É evidente que a reconstrução das condições sob as quais uma obra transmitida cumpria sua determinação original constituiu, obviamente, uma operação auxiliar verdadeiramente essencial para a compreensão. A única coisa que temos a indagar é se o que se alcança por esse caminho é realmente o mesmo que buscamos, quando tentamos encontrar o significado da obra de arte e se a compreensão é determinada corretamente, se nós a considerarmos como uma segunda criação, como a re-produção da produção original. Uma tal determinação da hermenêutica acaba não sendo menos absurda do que toda restituição e restauração da vida passada. A reconstrução das condições originais, tal qual toda restauração, é, face à historicidade do nosso ser, uma empresa impotente. O reconstruído, a vida recuperada do alheamento, não é a original. Ela obtém, só na sobrevivência do alheamento, uma existência secundária na cultura. A tendência, que está se impondo recentemente, de devolver as obras de arte dos museus ao lugar originário de sua determinação, ou de devolver o aspecto original aos monumentos arquitetônicos, só pode confirmar este ponto de vista. Mesmo o quadro devolvido do museu para a igreja, ou o edifício reconstruído segundo o seu estado antigo, são o que foram — se convertem em objeto para turistas. E um labor hermenêutico, para quem a compreensão significasse reconstrução do original, permaneceria do mesmo modo, apenas num sentido morto. VERDADE E MÉTODO PRIMEIRA PARTE 2.
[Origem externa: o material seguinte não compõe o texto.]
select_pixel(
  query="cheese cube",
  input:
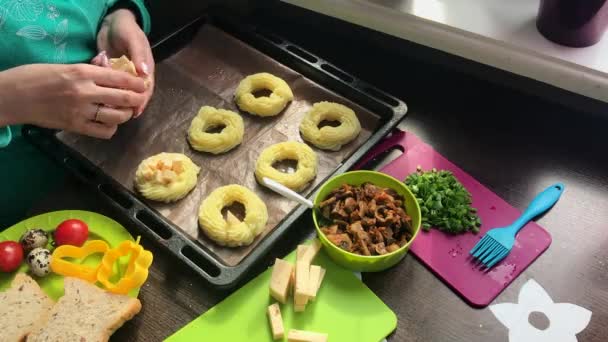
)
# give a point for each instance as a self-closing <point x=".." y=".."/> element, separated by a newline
<point x="280" y="280"/>
<point x="313" y="283"/>
<point x="300" y="252"/>
<point x="301" y="288"/>
<point x="276" y="321"/>
<point x="305" y="336"/>
<point x="311" y="252"/>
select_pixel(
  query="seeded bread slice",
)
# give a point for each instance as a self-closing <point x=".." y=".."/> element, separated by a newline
<point x="21" y="306"/>
<point x="86" y="313"/>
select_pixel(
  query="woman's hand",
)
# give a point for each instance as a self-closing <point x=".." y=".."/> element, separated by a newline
<point x="121" y="35"/>
<point x="68" y="97"/>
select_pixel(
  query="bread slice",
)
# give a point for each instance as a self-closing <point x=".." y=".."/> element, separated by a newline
<point x="86" y="313"/>
<point x="21" y="306"/>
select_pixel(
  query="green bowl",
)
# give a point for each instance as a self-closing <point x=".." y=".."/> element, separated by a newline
<point x="362" y="263"/>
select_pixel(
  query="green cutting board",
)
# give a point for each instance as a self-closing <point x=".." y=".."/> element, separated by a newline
<point x="344" y="308"/>
<point x="100" y="228"/>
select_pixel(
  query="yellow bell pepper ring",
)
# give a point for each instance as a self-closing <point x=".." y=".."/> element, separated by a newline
<point x="137" y="269"/>
<point x="71" y="269"/>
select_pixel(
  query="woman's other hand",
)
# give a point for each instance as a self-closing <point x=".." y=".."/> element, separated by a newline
<point x="121" y="35"/>
<point x="68" y="97"/>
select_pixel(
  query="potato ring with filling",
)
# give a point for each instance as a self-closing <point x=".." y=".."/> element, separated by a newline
<point x="306" y="170"/>
<point x="231" y="231"/>
<point x="265" y="105"/>
<point x="327" y="137"/>
<point x="216" y="143"/>
<point x="166" y="177"/>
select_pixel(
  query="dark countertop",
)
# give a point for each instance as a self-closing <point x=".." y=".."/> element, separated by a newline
<point x="513" y="143"/>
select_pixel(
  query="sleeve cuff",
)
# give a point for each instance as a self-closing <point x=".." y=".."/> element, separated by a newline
<point x="139" y="9"/>
<point x="5" y="136"/>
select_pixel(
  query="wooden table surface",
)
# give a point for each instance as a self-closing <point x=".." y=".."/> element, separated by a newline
<point x="513" y="143"/>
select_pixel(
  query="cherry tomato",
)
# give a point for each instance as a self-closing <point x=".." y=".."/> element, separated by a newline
<point x="71" y="232"/>
<point x="11" y="256"/>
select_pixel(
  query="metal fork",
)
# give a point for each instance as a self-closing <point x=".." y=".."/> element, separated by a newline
<point x="498" y="242"/>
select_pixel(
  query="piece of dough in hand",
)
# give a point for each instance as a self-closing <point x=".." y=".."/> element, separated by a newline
<point x="124" y="64"/>
<point x="166" y="177"/>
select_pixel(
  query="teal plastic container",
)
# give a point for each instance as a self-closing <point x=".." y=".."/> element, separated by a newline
<point x="362" y="263"/>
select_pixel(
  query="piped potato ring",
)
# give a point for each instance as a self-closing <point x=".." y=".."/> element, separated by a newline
<point x="265" y="105"/>
<point x="166" y="177"/>
<point x="232" y="232"/>
<point x="216" y="143"/>
<point x="327" y="137"/>
<point x="306" y="170"/>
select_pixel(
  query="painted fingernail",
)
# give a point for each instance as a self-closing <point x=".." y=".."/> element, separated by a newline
<point x="144" y="68"/>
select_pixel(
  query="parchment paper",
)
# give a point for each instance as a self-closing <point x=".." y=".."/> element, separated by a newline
<point x="206" y="72"/>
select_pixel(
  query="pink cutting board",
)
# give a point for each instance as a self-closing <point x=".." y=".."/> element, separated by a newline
<point x="447" y="255"/>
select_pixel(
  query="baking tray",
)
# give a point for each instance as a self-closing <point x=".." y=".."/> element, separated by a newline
<point x="201" y="65"/>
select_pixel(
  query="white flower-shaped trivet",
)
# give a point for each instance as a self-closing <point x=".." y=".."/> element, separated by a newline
<point x="565" y="319"/>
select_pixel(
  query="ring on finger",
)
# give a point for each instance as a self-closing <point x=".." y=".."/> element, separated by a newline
<point x="96" y="118"/>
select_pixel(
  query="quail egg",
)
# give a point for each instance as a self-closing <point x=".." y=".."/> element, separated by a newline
<point x="39" y="261"/>
<point x="34" y="238"/>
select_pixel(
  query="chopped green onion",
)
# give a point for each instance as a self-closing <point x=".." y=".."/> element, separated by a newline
<point x="445" y="203"/>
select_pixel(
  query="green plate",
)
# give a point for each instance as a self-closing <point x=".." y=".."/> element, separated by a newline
<point x="100" y="228"/>
<point x="345" y="309"/>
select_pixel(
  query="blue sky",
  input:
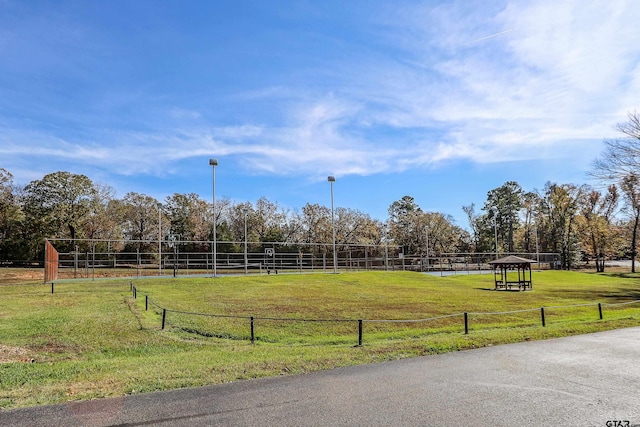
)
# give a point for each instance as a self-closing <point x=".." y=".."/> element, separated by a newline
<point x="439" y="100"/>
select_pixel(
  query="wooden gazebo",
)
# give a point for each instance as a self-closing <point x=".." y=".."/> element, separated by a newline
<point x="504" y="280"/>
Nesse sentido, o historiador vai mais além do labor hermenêutico. A isto corresponde o fato de que aqui o conceito da interpretação obtém um sentido novo e aguçado. Não se refere somente à realização expressa da compreensão de um dado texto, tarefa que cabe ao filólogo levar a cabo. O conceito da interpretação histórica possui, antes, seu correlato no conceito da expressão, conceito que a hermenêutica histórica não entende no seu sentido clássico e usual, como termo retórico, referente à relação da linguagem com o pensamento. O que expressa a expressão não é somente o que nela deve tornar-se expresso, o que ela intenciona, mas preferentemente aquilo que também chega a expressar-se nesse intencionar e dizer, sem que este deva ser expresso, aquilo, portanto, que a expressão como que “dissimula”. Nesse sentido amplo, o conceito “expressão” não se restringe à expressão linguística. Ele abarca, antes, tudo aquilo atrás de que e tem de ir, urna vez que se queira posicionar-se atrás disto, o qual é de tal modo, que possibilita este estar atrás. A interpretação tem a ver, aqui, não tanto com o sentido intencionado, mas com o sentido oculto, e que tem de ser revelado. E nesse sentido cada texto representa não somente um sentido compreensível, mas também um sentido necessitado de diversas perspectivas de interpretação. Em primeiro lugar ele próprio é um fenômeno de expressão. E compreensível que o historiador se interesse precisamente por esse seu aspecto. Pois o valor testemunhal de um relato, por exemplo, depende efetivamente do que representa o texto como fenômeno expressivo. Nele pode-se adivinhar o que queria o escritor, sem chegar a dizê-lo, a que partido pertencia, que convicções atribuía às coisas, ou ainda, que grau de falta de consciência e de inverdade ter-se-á de lhe atribuir. Evidentemente [342] que não se pode deixar de lado esses momentos subjetivos da credibilidade de um testemunho. Mas sobretudo temos de levar em conta que o conteúdo da tradição, ainda que supondo-se assegurada sua credibilidade subjetiva, deve: ser ainda interpretado, isto é, o texto se entende como um documento cujo sentido real tem de ser elucidado mais além de seu sentido literal, por exemplo, comparando-o com outros dados que permitam avaliar o valor histórico de uma tradição. VERDADE E MÉTODO SEGUNDA PARTE 2.